Been back from Canada for just over a week now, and am in terrible turmoil still. Up untill Saturday, I thought things might be, overall, OK. Kevin was calling me his girlfriend, even told me that he loved me a couple of times. And then I asked the hard questions.
Do you love me? Are you still mad at me? That sort of thing... and the answers were painful, he still doesn't know if he loves me. He's confused. He's 'not happy' with me... still mad, in other words, but doesn't want to admit it. But at least he still wants to be friends. So, I guess I'm just going to have to accept that, for now. Have to be OK with that... though I really don't want to be. I just want to be with him, to feel his love again. Want him to hold me and tell me that he loves me, thats all. But he won't do that... can't, something. I don't know.
I think he's scared, scared of loving me. Scared that he's going to drag me around the country and make me unhappy... But, I'll do anything in the world to be with him, to be by his side. I guess I am going to Spain this fall... four months away from each other. I'm scared to death what that will do. Maybe it'll be good... maybe just one month (Canada), wasn't/isn't long enough for him to see how much I mean to him. I just... I just hope that someday we're together again. Thats all. I love him, I miss him, and I want to be with him, always and forever.
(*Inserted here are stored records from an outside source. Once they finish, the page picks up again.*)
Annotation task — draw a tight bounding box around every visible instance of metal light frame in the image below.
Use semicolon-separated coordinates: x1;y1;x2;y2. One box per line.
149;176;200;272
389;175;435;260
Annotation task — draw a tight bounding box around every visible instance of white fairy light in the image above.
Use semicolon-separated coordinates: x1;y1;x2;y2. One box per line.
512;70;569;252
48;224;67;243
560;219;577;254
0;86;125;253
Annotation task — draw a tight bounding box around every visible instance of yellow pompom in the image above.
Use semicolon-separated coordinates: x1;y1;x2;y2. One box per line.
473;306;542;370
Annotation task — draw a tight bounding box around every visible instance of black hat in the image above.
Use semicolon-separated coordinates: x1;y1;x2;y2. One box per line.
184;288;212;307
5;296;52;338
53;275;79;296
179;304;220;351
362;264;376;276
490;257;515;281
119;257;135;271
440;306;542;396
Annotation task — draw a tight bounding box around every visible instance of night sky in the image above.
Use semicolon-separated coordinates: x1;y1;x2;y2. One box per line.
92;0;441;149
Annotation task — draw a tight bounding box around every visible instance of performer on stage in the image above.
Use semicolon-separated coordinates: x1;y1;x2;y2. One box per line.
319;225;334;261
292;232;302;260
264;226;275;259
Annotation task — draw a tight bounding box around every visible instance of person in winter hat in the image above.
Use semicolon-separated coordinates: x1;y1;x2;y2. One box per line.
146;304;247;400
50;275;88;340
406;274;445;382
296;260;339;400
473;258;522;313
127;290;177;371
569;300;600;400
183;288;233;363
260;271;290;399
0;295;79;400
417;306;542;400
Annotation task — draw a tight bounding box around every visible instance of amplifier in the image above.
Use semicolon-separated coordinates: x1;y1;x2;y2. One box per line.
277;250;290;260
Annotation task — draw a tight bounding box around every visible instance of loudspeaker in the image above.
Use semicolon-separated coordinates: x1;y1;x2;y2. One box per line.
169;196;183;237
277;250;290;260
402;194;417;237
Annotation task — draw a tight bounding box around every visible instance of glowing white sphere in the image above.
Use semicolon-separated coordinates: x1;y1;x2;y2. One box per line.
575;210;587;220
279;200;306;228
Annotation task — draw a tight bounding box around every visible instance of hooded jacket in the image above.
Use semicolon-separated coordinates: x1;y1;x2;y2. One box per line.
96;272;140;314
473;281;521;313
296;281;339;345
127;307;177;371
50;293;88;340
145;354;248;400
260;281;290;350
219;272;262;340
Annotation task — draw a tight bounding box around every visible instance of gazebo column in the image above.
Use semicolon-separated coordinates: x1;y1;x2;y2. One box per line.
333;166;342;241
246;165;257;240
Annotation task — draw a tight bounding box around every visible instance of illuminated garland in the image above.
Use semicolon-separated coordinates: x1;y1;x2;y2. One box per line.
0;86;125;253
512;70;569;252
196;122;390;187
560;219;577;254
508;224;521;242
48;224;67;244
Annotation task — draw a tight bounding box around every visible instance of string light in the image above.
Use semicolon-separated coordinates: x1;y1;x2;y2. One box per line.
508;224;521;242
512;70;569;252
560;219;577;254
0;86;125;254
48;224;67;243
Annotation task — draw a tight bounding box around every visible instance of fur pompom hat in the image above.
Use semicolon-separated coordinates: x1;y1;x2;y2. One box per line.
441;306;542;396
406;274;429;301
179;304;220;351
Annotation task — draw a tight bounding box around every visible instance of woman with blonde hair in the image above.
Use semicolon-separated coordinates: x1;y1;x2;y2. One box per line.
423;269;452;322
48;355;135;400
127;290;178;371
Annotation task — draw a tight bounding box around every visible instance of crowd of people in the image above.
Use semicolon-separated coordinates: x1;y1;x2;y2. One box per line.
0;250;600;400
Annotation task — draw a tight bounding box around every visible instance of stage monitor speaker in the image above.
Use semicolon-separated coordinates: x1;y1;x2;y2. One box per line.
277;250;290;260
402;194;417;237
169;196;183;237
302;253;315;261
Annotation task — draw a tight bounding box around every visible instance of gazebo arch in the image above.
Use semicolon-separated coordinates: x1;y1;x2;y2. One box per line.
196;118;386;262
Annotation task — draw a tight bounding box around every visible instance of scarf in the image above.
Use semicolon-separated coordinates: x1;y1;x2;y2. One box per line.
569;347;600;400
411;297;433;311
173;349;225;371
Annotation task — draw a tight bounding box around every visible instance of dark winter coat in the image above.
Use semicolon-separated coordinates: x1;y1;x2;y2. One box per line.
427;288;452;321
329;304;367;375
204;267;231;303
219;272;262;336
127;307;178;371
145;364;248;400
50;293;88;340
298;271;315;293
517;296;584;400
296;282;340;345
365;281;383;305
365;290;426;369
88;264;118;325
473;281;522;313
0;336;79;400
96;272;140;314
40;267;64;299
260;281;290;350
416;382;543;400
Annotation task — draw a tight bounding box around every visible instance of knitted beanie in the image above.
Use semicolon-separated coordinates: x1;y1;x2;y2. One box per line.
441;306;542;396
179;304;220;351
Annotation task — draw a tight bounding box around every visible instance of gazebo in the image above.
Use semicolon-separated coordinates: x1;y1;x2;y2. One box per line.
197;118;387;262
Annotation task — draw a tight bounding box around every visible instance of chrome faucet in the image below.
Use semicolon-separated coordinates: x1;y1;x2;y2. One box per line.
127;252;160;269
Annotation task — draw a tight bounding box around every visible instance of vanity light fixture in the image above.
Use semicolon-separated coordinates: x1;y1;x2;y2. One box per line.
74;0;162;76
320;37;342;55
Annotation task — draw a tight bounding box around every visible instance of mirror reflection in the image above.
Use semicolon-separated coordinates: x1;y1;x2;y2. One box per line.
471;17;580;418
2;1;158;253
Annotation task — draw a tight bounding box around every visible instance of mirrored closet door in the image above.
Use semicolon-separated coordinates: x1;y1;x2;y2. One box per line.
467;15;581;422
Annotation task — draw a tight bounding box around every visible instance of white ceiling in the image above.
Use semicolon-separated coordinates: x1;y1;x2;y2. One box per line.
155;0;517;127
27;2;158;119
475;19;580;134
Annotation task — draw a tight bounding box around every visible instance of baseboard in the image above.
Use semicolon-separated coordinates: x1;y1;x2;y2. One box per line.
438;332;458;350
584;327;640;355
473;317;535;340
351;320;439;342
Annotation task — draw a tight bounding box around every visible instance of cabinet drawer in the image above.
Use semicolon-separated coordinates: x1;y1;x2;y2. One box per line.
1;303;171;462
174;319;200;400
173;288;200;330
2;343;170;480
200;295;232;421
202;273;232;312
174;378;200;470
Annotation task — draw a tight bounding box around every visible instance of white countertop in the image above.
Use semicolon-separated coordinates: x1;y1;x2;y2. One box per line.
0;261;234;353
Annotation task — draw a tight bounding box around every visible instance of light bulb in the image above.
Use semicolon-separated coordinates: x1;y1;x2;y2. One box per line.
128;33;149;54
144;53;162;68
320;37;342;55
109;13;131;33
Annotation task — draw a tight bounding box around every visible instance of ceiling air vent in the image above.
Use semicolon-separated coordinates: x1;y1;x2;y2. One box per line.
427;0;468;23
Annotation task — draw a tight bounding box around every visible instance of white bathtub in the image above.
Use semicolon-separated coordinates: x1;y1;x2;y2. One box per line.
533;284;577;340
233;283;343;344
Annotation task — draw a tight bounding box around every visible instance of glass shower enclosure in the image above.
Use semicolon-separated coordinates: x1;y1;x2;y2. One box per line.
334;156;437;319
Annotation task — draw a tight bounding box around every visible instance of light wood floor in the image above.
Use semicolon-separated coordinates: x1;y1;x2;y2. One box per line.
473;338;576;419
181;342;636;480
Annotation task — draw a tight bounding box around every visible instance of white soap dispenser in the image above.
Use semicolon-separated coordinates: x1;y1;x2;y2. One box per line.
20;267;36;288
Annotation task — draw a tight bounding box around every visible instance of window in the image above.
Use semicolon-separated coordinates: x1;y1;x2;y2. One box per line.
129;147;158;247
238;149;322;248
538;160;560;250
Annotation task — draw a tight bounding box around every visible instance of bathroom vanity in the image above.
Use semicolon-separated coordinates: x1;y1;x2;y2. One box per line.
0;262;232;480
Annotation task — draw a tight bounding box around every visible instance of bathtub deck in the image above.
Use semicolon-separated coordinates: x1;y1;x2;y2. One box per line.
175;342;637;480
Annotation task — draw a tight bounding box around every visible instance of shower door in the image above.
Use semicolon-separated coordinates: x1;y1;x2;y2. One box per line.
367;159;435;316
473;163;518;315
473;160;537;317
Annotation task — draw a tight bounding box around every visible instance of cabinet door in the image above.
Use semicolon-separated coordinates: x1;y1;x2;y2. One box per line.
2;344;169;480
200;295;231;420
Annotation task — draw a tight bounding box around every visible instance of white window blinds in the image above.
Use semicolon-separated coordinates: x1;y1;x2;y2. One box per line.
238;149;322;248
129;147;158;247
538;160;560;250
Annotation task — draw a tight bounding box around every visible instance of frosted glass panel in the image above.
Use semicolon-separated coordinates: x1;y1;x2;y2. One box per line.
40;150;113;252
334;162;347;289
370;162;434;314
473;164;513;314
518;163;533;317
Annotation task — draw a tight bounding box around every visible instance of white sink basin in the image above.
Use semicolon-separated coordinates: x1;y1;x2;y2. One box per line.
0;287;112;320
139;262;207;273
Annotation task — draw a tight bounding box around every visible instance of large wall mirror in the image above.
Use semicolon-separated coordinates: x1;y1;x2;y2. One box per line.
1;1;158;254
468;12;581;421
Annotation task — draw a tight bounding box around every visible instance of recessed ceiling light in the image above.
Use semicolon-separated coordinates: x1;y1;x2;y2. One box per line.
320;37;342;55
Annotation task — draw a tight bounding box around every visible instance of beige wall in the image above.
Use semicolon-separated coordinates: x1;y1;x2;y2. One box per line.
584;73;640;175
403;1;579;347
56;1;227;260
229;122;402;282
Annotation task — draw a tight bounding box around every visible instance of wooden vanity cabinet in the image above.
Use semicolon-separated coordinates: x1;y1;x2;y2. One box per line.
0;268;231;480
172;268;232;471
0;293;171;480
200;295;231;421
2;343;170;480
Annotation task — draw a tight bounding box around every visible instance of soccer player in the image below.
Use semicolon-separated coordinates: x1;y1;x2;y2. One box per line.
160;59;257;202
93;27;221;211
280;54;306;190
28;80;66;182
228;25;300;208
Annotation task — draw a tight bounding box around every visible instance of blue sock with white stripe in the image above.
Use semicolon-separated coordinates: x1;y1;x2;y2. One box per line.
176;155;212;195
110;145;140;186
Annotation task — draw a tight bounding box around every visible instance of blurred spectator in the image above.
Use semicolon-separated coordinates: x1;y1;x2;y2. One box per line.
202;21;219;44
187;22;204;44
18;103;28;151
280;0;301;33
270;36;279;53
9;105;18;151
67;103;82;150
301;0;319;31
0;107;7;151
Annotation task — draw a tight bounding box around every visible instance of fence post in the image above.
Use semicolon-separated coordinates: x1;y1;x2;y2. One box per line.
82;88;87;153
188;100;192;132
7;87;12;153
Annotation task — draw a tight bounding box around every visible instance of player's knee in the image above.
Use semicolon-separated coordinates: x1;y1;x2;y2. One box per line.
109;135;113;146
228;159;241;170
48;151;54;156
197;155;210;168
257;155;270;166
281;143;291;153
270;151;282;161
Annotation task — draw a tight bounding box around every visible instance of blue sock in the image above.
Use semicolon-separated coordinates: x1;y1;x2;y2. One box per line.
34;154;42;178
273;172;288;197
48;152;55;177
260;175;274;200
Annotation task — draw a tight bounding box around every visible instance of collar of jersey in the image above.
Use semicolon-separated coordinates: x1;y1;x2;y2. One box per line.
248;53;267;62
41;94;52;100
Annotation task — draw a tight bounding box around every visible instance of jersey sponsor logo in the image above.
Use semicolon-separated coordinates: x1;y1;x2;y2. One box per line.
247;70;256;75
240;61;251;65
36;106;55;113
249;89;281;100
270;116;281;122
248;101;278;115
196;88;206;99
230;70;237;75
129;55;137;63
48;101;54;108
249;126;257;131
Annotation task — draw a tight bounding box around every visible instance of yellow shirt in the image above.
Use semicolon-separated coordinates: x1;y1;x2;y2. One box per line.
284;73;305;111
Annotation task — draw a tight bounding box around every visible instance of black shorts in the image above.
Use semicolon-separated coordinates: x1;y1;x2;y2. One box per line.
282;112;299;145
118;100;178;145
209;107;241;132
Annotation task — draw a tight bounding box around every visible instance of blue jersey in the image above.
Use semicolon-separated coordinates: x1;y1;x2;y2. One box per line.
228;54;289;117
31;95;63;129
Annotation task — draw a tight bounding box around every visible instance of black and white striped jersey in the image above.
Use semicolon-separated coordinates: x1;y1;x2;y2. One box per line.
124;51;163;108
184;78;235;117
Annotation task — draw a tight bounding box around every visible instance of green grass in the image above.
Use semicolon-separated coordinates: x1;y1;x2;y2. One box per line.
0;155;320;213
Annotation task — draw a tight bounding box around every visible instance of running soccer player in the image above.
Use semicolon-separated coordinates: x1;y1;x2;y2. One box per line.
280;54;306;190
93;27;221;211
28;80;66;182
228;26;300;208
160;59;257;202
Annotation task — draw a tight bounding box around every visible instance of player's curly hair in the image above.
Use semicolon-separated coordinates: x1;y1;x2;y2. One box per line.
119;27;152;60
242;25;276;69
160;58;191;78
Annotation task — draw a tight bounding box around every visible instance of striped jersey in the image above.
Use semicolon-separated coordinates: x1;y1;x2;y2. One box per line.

Because I've always loved him, always. And I always will... I know that, there's no question in my mind. His dad says he just 'needs to grow up'... I hope he hurries it up, because I just want to be loved. And nobody else in the world, means anything to me, besides him (and my family, of course). I have zero desire to be with anyone else, ever. I just love him too much. I want to hear his voice everyday, lay beside him every night, hold him in my arms, rub his back. I just love him.